Alastair Gibson asks for ideas in how to mic a grand piano. Geoff Boswell replies:
In my humble opinion, if you have to mic an upright or grand same rule applies – LISTEN to it! Generally wherever it sounds best is best place to start with a mic.
Having said all that there is a world of difference between that approach than most practical situations where PA is involved and foldback coming in to play.
At my church many years ago we used to use a Tandy [Radio Shack] flat PZM mic. These were rumored to be the rejects from the Crown PCC160 assembly line ! Anyway we fitted it inside the lid of the grand, almost central and using some [wait for it] double sided tape stuck it inside!! We modified it so it did not need a battery and worked from phantom power. It worked well and did not sound too bad. Only trouble was it fed back when foldback was turned up. So …….. we started using a Shure SM77 [like a 57 but transformer less and slightly cleaner sound] sadly they are not made any more. We used to point one [quite low] across the strings about the middle pointing towards the high notes. On a boom stand tightened up hard so it did not droop! Then put the lid down onto the short peg [if you don’t have short peg an old hymn book is a great wedge to hold up the lid just enough for the mic stand to poke thru !!! Sounded good with a little bass end off and some upper mid lift. So that’s a good solution with any decent cardioid, dynamic mic or condenser mic. Try it !!

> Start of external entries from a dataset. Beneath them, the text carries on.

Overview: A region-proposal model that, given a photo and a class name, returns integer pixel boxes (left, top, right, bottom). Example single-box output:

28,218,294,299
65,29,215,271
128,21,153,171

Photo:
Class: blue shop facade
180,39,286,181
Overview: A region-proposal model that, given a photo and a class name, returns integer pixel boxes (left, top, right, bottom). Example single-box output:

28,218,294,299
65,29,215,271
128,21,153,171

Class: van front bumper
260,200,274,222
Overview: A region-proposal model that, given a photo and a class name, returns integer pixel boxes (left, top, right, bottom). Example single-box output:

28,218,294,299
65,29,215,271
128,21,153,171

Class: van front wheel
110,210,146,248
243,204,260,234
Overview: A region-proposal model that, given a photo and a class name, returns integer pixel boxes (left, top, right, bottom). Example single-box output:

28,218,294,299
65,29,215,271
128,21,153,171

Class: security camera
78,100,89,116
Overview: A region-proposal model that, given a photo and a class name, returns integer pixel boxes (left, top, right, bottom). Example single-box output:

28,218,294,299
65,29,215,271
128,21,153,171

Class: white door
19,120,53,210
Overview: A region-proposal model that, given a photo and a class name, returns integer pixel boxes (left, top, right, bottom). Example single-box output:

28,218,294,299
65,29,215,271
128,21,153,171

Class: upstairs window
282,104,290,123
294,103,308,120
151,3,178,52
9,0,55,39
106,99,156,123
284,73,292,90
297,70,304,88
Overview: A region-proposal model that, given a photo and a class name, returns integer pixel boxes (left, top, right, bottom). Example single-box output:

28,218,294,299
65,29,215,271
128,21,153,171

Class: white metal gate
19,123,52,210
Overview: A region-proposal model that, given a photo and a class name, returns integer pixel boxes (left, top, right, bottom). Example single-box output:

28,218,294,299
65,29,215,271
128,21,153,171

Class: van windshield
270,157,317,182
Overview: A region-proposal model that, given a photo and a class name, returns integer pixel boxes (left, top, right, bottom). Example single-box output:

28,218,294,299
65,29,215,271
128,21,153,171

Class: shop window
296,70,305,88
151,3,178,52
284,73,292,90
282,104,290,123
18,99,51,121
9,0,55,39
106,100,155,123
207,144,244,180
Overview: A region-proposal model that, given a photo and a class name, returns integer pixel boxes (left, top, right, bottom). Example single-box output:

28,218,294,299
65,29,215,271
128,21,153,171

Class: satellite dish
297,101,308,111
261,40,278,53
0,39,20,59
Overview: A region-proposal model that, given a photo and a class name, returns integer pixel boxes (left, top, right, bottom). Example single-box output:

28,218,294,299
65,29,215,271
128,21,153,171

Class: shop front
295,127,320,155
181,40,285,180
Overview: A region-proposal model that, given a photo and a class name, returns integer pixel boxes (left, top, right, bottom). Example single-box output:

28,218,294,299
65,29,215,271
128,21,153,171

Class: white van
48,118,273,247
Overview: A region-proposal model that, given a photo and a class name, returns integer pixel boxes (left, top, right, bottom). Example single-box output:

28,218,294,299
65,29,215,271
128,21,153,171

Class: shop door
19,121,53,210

Anyway on with our story …………. we then started thinking we would like to have less spill into the piano mic and more control over feedback so we went the route of a strip mic called a C-Ducer. Made here in the UK they are very good and work well. OK the piano does not sound as if it were miked up with a pair of Neumanns but the C-Ducer does the job and we just plug and play with no feedback or spill into the piano anymore from other instruments nearby. The two C-ducer strips are mounted under the 6′ grand on the frame [cannot remember where but the instructions tell you where best] and two XLRs hang down and all we do is plug in each week. JOB DONE!
If you want a much cleaner sound then a couple of very small DPA mics inside will do the job. The 4099 is great on piano [two best] but at £300 + they may be too expensive and of course with any mic cardioid or other feedback has to be taken into consideration as well as spill from other sources nearby such as guitars brass and drums
Best thing to do at end of day is experiment. Give yourself an evening, Sat morning or other time to experiment with your keys or piano players. Ask them to help you [to help them and their sound]. Take just a simple SM58 or SM57 or similar. Placed correctly and EQ’d correctly and you will be off to a good start. Listen to the instrument and place the mic. EQ it to take away a little of any problem feedback frequencies. Listen – experiment – listen.
Good sound is all about listening.
Geoff Boswell is a bass player and professional sound engineer who worships at St Georges Ashtead Surrey UK.
Geoff also works part time for B&H Syscom Ltd as sound designer and consultant working primarily for churches. His main work is in the UK Broadcast industry mixing live TV sound. Geoff also rents out sound equipment.